April 2025 Month-End Market Update
Decent Underlying GDP Data Despite A Negative Headline
Q1 2025 GDP contracted for the first time since 2022 on a pre-tariff import surge of 41.3%, the 2nd largest quarterly jump in the past 50 years. Since these goods and services are not produced here in the United States, they are subtracted from the GDP calculation, contributing to a decline of nearly 5% to GDP in Q1, though imports were largely offset by other factors. Due to the distortion that imports have on GDP, economists prefer to look at a subset of GDP called private final domestic purchases which is sometimes referred to as Core-GDP. This measure increased 3%, very similar to the 2.9% increase seen in Q4. Personal consumption was strong, rising 1.8%, similar to Q1 2024’s reading of 1.9%, and in line with the March retail sales report, which rose 1.4%, the largest increase in more than two years.

April Employment Report – No Tariff Impact Yet
The April labor market report was very solid overall, but most economists will be looking through this report as it does not yet incorporate the full impact of tariffs. This report will not alter anything for next week’s FOMC meeting, and the Fed is expected to remain on hold until there is clear and convincing data that indicates “a significant drop in the labor market”, according to Fed Governor Waller.

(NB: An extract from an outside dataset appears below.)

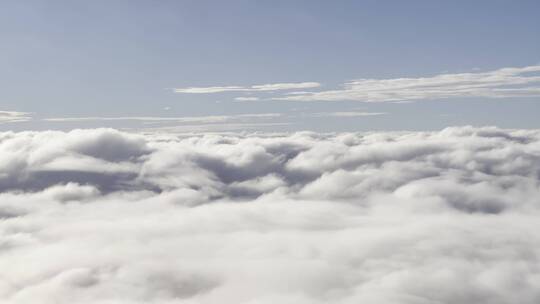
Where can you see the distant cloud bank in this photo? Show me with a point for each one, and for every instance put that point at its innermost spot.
(501, 83)
(102, 216)
(253, 88)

After today’s report, the federal funds futures market has pushed out the probability of the first rate cut to July 2025. Here are the main highlights from the jobs report:
- Nonfarm Payrolls rose 177,000 vs. expectations of 138,000.

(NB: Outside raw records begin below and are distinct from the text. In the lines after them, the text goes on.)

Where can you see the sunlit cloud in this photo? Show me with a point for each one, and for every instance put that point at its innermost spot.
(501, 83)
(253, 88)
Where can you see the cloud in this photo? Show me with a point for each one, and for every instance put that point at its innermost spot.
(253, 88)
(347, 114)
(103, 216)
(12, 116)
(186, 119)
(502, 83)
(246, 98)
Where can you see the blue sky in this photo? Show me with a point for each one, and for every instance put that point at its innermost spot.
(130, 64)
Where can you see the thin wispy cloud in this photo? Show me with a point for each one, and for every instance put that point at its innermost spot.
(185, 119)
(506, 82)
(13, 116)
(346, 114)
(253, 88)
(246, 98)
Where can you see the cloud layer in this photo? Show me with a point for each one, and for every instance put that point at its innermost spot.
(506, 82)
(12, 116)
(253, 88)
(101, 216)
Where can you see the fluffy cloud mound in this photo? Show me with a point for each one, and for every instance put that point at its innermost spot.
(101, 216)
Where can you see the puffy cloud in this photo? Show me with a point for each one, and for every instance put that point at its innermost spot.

- The labor force participation rate rose to 62.6% as 518,000 Americans entered the labor force.
- The unemployment rate remained unchanged at 4.2%, despite new entrants into the labor force. A steady unemployment rate with a rising labor force participation rate indicates job seekers are finding employment relatively quickly.
- Average weekly hours increased, a sign of still-strong labor demand as employers typically reduce hours at the onset of a contraction. This will be something to monitor in the months ahead.
- Average hourly earnings came in lower than expected at +0.2%, which should place downward pressure on inflation.
- There were some DOGE effects as federal government jobs declined by 9,000 and are now down by 26,000 since January.

April Volatility Improved Heading into Month-End
If you were on a deserted island for the month of April and saw that the S&P 500 ended the month down 0.68%, you would have thought that maybe April was a quiet month. However, we all know there was a spike in market volatility following the “reciprocal” tariff announcement on April 2nd. Market sentiment improved after President Trump announced a 90-day pause a few days later and continued to change his tone on tariffs throughout the month. He also backed off comments suggesting that he is interested in removing Fed Chair Powell, saying he had “no intention” of firing Powell. These shifts saw markets improve through month-end with the S&P 500 having its best 6-day advance since March of 2022. Here are some of the highlights:
- 2-Year Treasury yield had an intra-month range of 60 basis points (high of 4.03%/low of 3.43%), ending the month at 3.605%. The 10-year yield had a 73 basis point range (high of 4.59%/low of 3.86%), ending the month at 4.163%.
- The S&P 500 posted its 5th worst 2-day decline since World War II.
- The VIX rose above 50 for the first time since Covid-19 and the global financial crisis.
- Investment grade corporate bond issuance was solid with over $100 billion pricing which was met with solid demand.
- Gold rose over 5% and is up 25% for the year, gold’s best start since 2006.
- The US dollar fell over 4% and has seen the largest 2-month decline (-7.6%) since 2002.


Source: Bloomberg
This information was prepared by Capital Advisors Group, Inc. from outside sources which we believe to be reliable. However, we make no representations as to its accuracy or completeness. The economic statistics presented in this report are subject to revision by the agencies that issue them.